The Elf Queen of Shannara

Perhaps the loss of the Owl called attention to it more dramatically than would have otherwise been the case. She didn’t know. It was hard to think clearly just now, and yet she knew she must. Emotions would only distract and confuse, and in the end they might even kill. Until they were clear of Morrowindl and safely back in the Westland, there could be little time wasted on longings and needs, on what-ifs and what-might-have-beens, or on what once was and could never be again.

She felt her throat tighten and the tears spring to her eyes. Even with Faun sleeping in her lap, Garth a whisper away, her grandmother found again, and her identity known, she felt impossibly alone.

Sometime after midnight, when Triss had given over the watch to Dal, Gavilan came to sit with her. He didn’t speak, just wrapped the blanket he had carried over around her and positioned himself at her side. She felt the warmth of his body through the damp and the chill of the swamp night, and it gave her comfort. After a time, she leaned against him, needing to be touched. He took her in his arms then, cradled her to his chest, and held her until morning.

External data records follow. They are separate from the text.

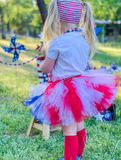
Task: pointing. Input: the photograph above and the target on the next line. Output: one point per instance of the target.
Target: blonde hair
(52, 24)
(52, 27)
(87, 23)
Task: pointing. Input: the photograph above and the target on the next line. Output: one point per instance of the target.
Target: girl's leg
(81, 134)
(71, 142)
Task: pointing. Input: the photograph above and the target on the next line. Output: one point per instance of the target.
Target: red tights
(74, 145)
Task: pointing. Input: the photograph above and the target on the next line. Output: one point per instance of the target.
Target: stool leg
(46, 131)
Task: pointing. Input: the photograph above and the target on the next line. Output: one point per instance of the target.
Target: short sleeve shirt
(71, 51)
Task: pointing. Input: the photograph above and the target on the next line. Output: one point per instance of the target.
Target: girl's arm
(47, 65)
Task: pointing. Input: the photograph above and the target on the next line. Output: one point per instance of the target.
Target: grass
(103, 139)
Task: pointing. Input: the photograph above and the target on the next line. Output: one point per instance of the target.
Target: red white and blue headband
(70, 11)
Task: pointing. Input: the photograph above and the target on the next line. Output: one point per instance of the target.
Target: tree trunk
(42, 9)
(116, 32)
(3, 27)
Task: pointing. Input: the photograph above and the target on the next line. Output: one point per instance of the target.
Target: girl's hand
(47, 65)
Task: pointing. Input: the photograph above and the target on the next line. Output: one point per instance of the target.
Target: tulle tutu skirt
(73, 99)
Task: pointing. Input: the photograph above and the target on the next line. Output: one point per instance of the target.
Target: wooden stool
(35, 123)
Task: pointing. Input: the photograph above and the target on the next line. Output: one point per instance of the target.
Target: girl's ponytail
(87, 23)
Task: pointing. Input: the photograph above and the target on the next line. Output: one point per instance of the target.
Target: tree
(2, 21)
(42, 9)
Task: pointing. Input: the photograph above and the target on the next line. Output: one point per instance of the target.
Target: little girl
(73, 95)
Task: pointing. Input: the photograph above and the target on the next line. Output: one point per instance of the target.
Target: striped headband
(70, 11)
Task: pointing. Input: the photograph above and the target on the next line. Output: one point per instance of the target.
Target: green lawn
(103, 139)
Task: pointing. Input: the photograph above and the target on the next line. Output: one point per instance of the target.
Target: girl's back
(71, 51)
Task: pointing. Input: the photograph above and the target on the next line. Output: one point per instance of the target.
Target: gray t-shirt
(71, 52)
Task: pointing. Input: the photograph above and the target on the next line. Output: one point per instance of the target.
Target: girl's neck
(66, 26)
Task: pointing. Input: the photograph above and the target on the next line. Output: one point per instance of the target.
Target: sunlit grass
(103, 139)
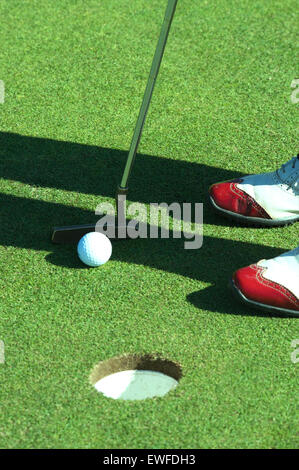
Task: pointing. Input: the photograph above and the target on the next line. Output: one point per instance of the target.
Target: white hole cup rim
(135, 385)
(135, 377)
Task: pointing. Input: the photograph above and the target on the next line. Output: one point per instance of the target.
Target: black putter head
(113, 229)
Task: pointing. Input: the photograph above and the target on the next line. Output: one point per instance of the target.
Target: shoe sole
(253, 221)
(257, 305)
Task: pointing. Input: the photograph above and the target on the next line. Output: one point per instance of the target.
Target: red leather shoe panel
(251, 282)
(228, 196)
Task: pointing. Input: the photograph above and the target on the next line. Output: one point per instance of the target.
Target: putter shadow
(26, 223)
(94, 170)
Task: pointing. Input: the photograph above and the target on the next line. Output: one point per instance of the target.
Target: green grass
(75, 73)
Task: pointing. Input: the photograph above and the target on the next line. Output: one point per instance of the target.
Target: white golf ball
(94, 249)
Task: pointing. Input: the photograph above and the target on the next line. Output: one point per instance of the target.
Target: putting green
(74, 75)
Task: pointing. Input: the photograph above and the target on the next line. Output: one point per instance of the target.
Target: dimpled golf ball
(94, 249)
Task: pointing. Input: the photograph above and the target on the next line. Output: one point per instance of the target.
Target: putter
(73, 233)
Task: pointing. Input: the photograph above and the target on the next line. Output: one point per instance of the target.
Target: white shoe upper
(284, 270)
(276, 192)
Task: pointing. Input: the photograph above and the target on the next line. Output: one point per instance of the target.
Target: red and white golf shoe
(271, 285)
(267, 199)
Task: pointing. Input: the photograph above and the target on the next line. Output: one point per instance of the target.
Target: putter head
(112, 228)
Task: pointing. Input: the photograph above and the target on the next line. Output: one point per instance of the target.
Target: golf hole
(135, 377)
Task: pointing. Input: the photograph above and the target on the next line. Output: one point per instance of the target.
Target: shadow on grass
(94, 170)
(26, 223)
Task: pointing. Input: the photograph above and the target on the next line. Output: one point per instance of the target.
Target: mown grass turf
(75, 73)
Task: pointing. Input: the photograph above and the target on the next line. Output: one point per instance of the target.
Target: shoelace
(294, 161)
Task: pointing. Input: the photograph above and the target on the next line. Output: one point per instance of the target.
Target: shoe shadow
(94, 170)
(26, 223)
(219, 299)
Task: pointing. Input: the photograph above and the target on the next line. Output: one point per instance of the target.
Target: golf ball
(94, 249)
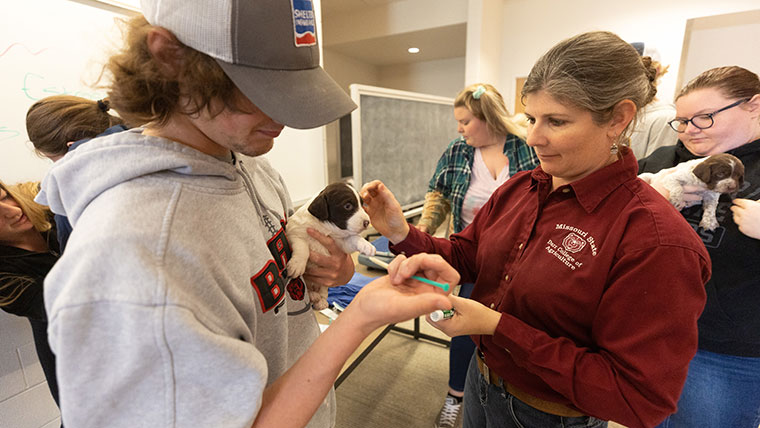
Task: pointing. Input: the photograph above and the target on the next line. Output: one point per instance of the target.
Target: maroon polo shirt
(599, 283)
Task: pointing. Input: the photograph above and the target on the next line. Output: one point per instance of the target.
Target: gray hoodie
(170, 306)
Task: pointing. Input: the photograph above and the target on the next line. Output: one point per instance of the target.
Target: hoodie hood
(104, 162)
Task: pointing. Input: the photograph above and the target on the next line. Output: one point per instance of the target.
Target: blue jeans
(491, 406)
(720, 391)
(462, 348)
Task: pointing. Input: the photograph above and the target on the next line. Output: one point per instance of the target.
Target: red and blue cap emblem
(304, 23)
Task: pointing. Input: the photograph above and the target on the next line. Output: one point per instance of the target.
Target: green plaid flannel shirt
(452, 178)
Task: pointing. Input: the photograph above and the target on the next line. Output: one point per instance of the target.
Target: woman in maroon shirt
(589, 283)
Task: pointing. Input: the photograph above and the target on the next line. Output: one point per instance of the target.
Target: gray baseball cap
(268, 48)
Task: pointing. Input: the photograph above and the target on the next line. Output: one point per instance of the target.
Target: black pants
(45, 355)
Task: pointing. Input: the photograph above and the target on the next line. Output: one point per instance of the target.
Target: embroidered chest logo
(573, 243)
(571, 246)
(270, 281)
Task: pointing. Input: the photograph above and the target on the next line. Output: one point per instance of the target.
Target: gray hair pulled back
(594, 71)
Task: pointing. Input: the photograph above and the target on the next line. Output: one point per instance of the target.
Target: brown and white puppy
(336, 212)
(716, 174)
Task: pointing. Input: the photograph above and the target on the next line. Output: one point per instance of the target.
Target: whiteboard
(50, 47)
(719, 40)
(397, 137)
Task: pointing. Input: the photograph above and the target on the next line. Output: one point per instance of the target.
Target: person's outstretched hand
(747, 216)
(384, 211)
(387, 301)
(470, 317)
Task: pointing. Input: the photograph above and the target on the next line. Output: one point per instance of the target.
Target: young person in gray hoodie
(172, 305)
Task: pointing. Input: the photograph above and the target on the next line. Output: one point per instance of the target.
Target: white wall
(440, 77)
(533, 26)
(346, 70)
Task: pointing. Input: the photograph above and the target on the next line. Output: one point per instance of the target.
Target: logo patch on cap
(304, 23)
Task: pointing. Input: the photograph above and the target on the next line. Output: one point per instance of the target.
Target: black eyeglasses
(701, 121)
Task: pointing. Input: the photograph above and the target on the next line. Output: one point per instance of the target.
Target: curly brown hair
(732, 81)
(143, 91)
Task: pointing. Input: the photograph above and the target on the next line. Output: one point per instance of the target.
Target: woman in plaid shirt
(490, 150)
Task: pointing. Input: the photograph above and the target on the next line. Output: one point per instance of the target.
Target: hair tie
(479, 91)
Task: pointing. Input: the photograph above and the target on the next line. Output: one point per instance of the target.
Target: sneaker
(449, 415)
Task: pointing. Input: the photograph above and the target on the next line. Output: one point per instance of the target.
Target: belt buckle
(486, 369)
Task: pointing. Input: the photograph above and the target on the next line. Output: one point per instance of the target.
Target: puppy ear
(703, 171)
(318, 207)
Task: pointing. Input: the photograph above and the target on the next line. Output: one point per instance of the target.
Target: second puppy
(336, 212)
(716, 174)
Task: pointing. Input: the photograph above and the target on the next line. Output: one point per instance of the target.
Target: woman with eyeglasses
(719, 112)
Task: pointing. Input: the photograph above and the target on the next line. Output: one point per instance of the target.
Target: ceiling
(332, 7)
(434, 43)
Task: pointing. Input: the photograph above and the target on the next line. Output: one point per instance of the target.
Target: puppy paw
(366, 248)
(296, 267)
(320, 304)
(678, 203)
(708, 224)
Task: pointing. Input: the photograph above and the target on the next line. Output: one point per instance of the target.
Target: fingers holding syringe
(427, 266)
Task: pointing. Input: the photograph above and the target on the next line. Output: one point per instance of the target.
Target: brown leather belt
(535, 402)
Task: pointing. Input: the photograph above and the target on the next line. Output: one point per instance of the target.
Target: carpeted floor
(401, 383)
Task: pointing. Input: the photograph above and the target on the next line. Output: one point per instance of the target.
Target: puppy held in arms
(716, 174)
(336, 212)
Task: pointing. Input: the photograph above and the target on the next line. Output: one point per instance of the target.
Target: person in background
(55, 123)
(719, 112)
(652, 131)
(171, 305)
(588, 284)
(28, 250)
(60, 123)
(490, 150)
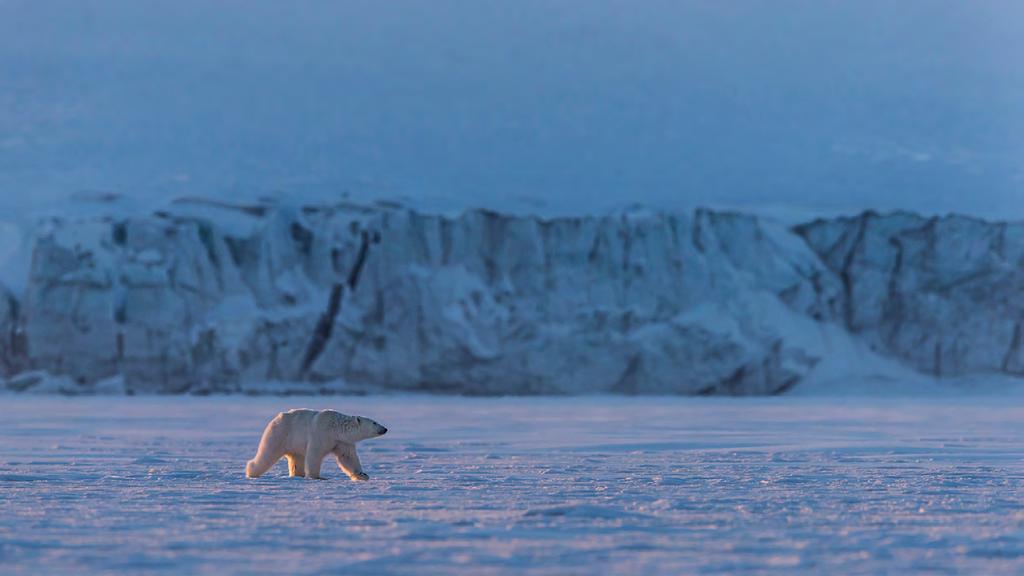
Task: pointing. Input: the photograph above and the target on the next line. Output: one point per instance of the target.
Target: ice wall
(208, 296)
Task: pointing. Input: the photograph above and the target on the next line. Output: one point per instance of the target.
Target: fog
(787, 108)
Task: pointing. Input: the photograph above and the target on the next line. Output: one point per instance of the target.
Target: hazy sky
(560, 106)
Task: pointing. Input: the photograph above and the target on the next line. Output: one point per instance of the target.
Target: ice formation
(209, 297)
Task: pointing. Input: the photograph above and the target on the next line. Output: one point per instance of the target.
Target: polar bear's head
(366, 428)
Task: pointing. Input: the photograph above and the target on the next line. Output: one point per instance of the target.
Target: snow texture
(208, 296)
(588, 485)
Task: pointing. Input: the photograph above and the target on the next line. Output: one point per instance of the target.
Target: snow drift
(213, 297)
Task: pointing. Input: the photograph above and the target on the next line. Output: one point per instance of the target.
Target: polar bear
(305, 437)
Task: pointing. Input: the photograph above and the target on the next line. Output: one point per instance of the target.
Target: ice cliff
(209, 297)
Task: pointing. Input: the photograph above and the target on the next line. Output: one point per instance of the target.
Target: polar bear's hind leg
(270, 450)
(296, 465)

At first light, they resumed their trek through Eden’s Murk. Garth led now, the most experienced survivalist among them. It was Wren who suggested that he lead and Ellenroh who quickly approved. No one was Garth’s equal as a Tracker, and it would take a Tracker’s skill to get them free of the swamp.

But even Garth could not unravel the mystery of Eden’s Murk. Vog hung over everything, shutting out the sky, wrapping everything close about so that nothing was visible beyond a distance of fifty feet. The light was gray and weak, diffused by the mist, reflected by the dampness, and scattered so that it seemed to come from everywhere. There was nothing from which to take direction, not even the lichen and moss that grew in the swamp, which seemed clustered like fugitives against the coming of night, as confused and lost as those of the company who sought their aid. Garth set a course and stayed with it, but Wren could tell that the signs he needed were not to be found. They traveled without knowing what direction they were taking, without being able to chart their progress. Garth kept his thoughts to himself, but Wren could read the truth in his eyes.

Travel was steady, but slow, in part because the swamp was all but impassable and in part because Ellenroh Elessedil was ill. The queen had caught a fever during the night, and it had spread through her with such rapidity that she had gone from headaches and dizziness to chills and coughing in a matter of hours. By midday, when the company stopped for a quick meal, her strength was failing badly. She could still walk, but not without help. Triss and Dal shared the task of supporting her, arms wrapped securely about her waist to hold her up as they traveled. Eowen and Wren both checked her for injuries, thinking that perhaps she had been scratched by the spikes of the Darter and poisoned. But they found nothing. There was no ready explanation for the queen’s sickness, and while they administered to her as best they could, neither had a clue as to what remedy might help.

“I feel foolish,” she confided to Wren at one point, her wan features bathed in a sheen of sweat. They sat together on a log, eating a little of the cheese and bread that was their meal, wrapped in their great cloaks. “I was fine when I went to sleep, then woke sometime during the night feeling . . . odd.” She laughed dryly. “I do not know any other way to describe it. I just didn’t feel right.”

“You will be better again after another night’s sleep,” Wren assured her. “We are all worn down.”

But Ellenroh was beyond simple weariness, and her condition worsened as the day wore on. By nightfall, she had fallen so often that the Elven Hunters were simply carrying her. The company had spent the afternoon wallowing about in a chilly bottomland, a pocket of cold that had strayed somehow into the broad stretch of the swamp’s volcanic heat and become trapped there, sending down roots into the mire, turning water and air to ice. Ellenroh, already on the verge of exhaustion, was weakened further. What little strength remained to her seemed to seep quickly away. When they stopped finally for the night, she was unconscious.

Wren watched Eowen bathe her crumpled face as Gavilan and the Elven Hunters set camp. Garth was at her elbow, his dark face impassive but his eyes clouded with doubt. When she met his gaze squarely, he gave a barely perceptible shake of his head. His fingers gestured. I cannot read the signs. I cannot even find them.